Poetry, for me, is the Kalpavriksha (the wish-fulfilling divine tree). It is nothing else – imagination of complete attainment, that is collective, the entire entity (macro). On the other hand, as an imaginator of Kalpavriksha, yours truly is an individual (micro), tiniest speck of dust of our Lakshminath Bezbaroa, Carl Sagan’s ‘Pale Blue Dot’.

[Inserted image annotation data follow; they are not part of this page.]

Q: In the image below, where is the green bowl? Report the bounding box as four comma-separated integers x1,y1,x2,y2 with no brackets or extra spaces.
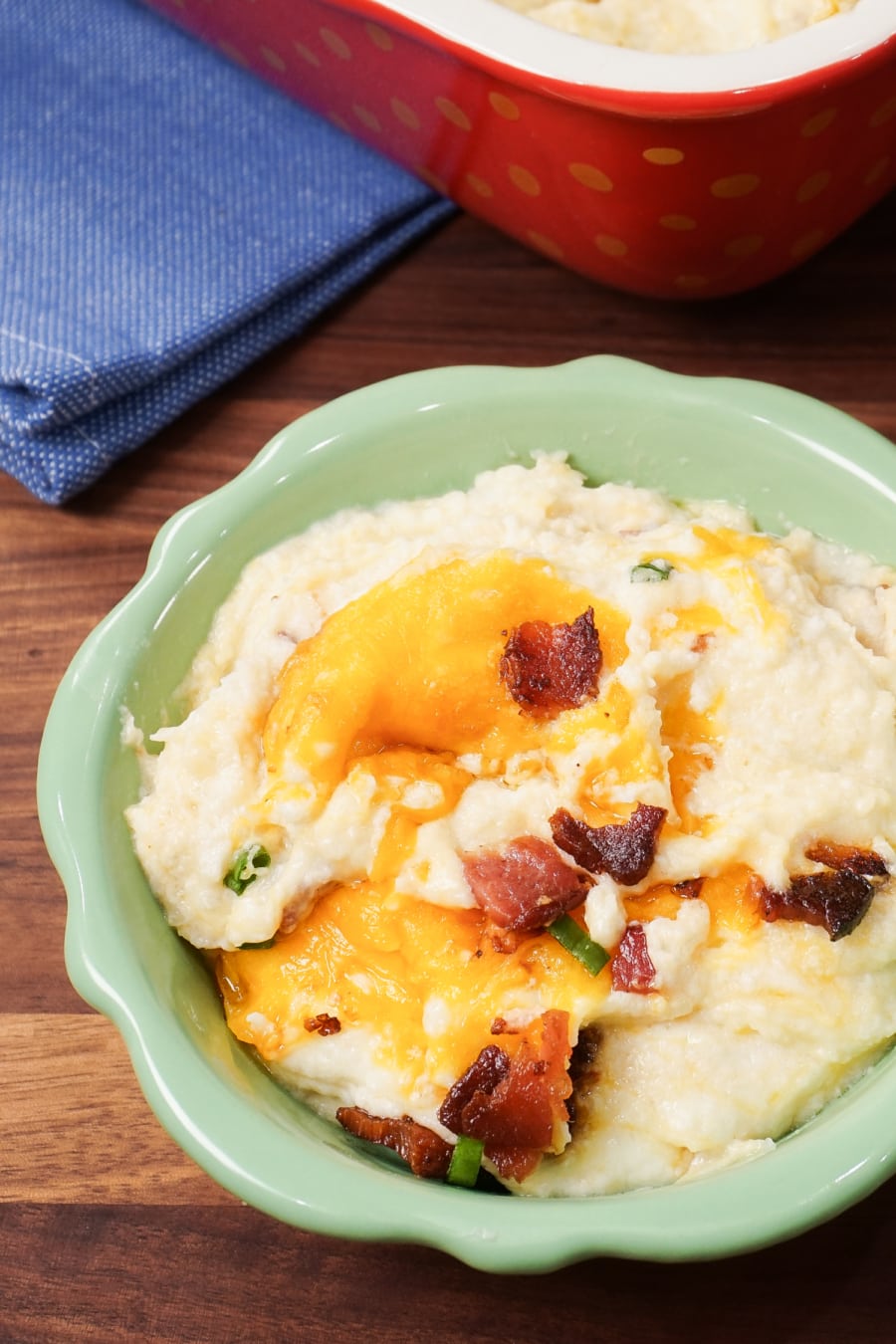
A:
38,356,896,1272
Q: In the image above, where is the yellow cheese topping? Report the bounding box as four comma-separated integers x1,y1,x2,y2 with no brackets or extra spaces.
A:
263,553,627,799
218,546,765,1086
218,882,610,1086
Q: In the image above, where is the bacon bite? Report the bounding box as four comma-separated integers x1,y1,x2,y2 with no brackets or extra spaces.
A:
551,802,666,887
610,921,657,995
806,840,889,878
336,1106,453,1179
499,607,601,714
759,868,874,942
462,836,591,933
439,1008,572,1180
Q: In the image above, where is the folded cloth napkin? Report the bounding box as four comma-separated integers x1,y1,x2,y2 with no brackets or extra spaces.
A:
0,0,453,504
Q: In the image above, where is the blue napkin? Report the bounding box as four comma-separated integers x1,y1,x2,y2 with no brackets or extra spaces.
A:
0,0,453,504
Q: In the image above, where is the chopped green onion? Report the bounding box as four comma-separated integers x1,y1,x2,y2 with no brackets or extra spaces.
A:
446,1134,485,1188
224,844,270,896
630,560,673,583
549,915,610,976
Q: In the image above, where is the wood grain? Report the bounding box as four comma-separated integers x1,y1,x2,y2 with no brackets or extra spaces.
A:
0,197,896,1344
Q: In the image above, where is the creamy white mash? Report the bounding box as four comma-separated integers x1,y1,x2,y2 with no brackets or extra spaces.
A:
499,0,858,54
126,456,896,1195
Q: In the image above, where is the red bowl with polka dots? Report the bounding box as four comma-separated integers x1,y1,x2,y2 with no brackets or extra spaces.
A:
153,0,896,299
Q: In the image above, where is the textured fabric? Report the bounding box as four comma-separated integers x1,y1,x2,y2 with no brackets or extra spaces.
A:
0,0,451,503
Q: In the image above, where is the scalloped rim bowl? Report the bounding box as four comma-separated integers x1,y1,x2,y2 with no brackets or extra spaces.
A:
38,356,896,1272
376,0,896,101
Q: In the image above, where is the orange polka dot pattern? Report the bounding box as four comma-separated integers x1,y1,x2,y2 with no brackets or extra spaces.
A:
153,0,896,299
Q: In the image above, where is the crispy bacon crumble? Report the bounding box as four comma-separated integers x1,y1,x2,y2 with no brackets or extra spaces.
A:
336,1106,451,1179
610,921,657,995
462,836,591,933
759,868,874,942
551,802,666,887
499,607,603,714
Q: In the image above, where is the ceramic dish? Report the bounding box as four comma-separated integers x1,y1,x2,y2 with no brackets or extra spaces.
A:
143,0,896,299
39,356,896,1271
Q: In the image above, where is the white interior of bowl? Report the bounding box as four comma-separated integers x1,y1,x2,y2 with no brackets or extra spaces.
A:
380,0,896,95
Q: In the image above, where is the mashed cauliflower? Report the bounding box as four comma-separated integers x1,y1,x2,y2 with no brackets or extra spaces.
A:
499,0,858,54
126,456,896,1195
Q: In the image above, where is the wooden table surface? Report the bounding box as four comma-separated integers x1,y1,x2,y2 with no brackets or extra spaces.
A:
0,196,896,1344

This poet made a humble effort to sketch a comparative picture in word form of the eon old question ‘Why a poet writes’, thus:
POETRY
Once she narrated a story
of a Kalpavriksha
with metaphors
Before one could choose between
Fetters or convention
Like peeling off pseudostem of plantains
Removing the veils one by one
It emerged – the tree was none else
Then herself
On another day
It was observed
The leaves of the tree
Intending to produce
an inexhaustible number of fruits
have been nibbled up to nought
by a handful of
metaphors, similes and allegories
Once more
on digging up the mantle of the Earth
to decipher
I noticed
It is not too far now for the Spring
In the times of the never-ending winter
Was she too thinking just of the apical buds
In the forest of the fallen leaves
or had she been busy
In unearthing
Just another story
The stories appeared like
Transitory arrangement
Disarray of a word puzzle
Till it is deciphered
Metaphors, similes and allegories
Everything
Thereafter
Through another roundabout
Yet again another new voyage
Across the periphery of the house garden
Spread to the foothills
Right from the riverbank
picking up the imageries of
unknown-unseen-unheard-incomparable
along the thick bushy jungle
She is a faceful-sunshine
Drenched in the dew
Enduring even the scratches of thorny grasses
Through the fallen leaves
branches and twigs
to the apical buds
Engrossed in the making of
Metaphoric scripts of dew-blood
My Brikshakalpa
But I know, the way the experience and role of every poet in the context of space and time as an ‘individual’ is partial, this explanation of ours in poetic form is also a partial explanation.
……………….
Note: Review of Metaphysical Lyrics and Poems of the Seventeenth Century: Donne to Butler (Article), 1921.
Translated by Bibekananda Choudhury
Kushal Dutta is an Assamese poet and journalist based in Guwahati, Assam. He has published seven collections of poems. Alop Absurd is his latest collection of poems.
Bibekananda Choudhry is a writer and translator based in Guwahati, Assam.